Every inland letter dropped in our rickety letter box, was a harbinger of joy – a birth, wedding, or a relative writing about his plans to visit us next month. I would spend the next few weeks in fevered anticipation while my Mom would start stressing about the added chores. She was a working woman. But at that time I was too young to understand her and would get angry with her for being such a spoilsport.

My definition of Utopia was a summer break spent with my cousins, sucking mangoes stolen from the store-room, trying to frighten each other with ghost stories, running all around the house, toppling furniture, screaming like banshees – while our Moms gave us disapproving looks. Seven of us huddled together on the bed, the fan creaking noisily overhead, barely caring about the heat, as we chattered noisily.
 
My biggest fear was getting separated from my cousins. Oh, how tears would flow when we had to bid adieu.

Look how age changes perspective. My cousins have now been reduced to Facebook acquaintances, whose moments of happiness are now a bunch of shared pics. I look at these grown-up men and women and wonder if we lost more than just our youth. When we meet during grand family celebrations (read weddings) my daughter sees her cousins as just a bunch of annoying kids. It breaks my heart to think that she will not have any stolen mango memories.

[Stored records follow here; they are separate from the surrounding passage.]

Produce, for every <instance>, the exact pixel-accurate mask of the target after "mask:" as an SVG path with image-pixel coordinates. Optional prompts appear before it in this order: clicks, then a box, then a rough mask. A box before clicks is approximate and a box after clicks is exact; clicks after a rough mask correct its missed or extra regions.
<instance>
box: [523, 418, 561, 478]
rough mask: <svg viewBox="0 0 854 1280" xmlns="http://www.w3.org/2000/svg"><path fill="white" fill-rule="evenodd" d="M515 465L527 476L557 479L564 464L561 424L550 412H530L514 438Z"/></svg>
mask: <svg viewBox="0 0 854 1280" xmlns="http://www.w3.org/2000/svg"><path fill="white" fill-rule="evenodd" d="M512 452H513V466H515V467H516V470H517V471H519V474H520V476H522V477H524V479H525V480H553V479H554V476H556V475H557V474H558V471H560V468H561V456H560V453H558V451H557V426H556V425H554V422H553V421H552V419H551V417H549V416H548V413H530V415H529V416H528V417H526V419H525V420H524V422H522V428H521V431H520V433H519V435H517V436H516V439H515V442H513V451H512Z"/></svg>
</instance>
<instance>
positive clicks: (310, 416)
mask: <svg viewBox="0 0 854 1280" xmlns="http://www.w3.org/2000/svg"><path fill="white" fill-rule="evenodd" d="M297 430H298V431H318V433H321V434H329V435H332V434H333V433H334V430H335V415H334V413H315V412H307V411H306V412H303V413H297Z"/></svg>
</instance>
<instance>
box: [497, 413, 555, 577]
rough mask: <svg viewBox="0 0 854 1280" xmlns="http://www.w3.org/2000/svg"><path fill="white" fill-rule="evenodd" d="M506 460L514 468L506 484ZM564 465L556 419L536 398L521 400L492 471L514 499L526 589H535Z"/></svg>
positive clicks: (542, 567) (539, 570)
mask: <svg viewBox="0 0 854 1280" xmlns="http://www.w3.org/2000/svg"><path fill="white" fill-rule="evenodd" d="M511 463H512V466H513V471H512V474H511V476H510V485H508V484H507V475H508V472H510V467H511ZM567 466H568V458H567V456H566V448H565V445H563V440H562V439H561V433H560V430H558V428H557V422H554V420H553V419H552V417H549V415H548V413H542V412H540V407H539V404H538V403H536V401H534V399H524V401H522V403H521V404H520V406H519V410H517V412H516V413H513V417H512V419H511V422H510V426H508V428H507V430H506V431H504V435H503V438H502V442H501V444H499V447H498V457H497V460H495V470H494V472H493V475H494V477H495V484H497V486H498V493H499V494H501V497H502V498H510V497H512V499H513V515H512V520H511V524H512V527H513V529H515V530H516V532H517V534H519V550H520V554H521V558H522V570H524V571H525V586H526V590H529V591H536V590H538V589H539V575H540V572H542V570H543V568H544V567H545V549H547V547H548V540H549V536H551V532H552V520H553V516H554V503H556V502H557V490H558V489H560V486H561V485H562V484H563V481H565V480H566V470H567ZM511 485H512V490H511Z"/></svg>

That she will not shed tears for cousins she never got to know.

I hate to admit that the thought of guests gives me the heebie-jeebies. I turn into my Mom, my mind focussed on the inconveniences rather than the joy of a reunion. Only this time I completely relate to what she felt!

What kind of a lifestyle dictates that we spend our weekends at malls and need to fix up dates to meet our friends? Where neighbours are strangers who exchange pleasantries in the building lift! Avoiding social contacts as we forage for warmth and acceptance from the online world?

Are we heading towards a lifestyle where we have to pay others to listen to our woes, rather than seeking help from the ones we love?

Makes me wonder, if we are becoming too selfish for our good! We have become so possessive about our private space that those who dare to reach out are seen as intruders.

When I had moved to Gurgaon, I thought I would finally be able to meet like-minded people and make more friends. That didn’t happen. When I moved to Brisbane, I thought I wouldn’t make any friends and had mentally prepared myself for loneliness. Guess what? I have made more friends in just three months, than I did in the eight years I spent in Gurgaon.

I think I know why. Thrown out of our comfort zones, away from the cushion of family and friends, we have been reaching out, knowing that the friends we make here will help us tide over the feeling of alienation. I smile more often as I run around doing my errands and when someone smiles back, it lights up my heart like a 60 watt bulb.

I am not ashamed of feeling needy anymore. My shrinking heart is blooming again and it feels so good.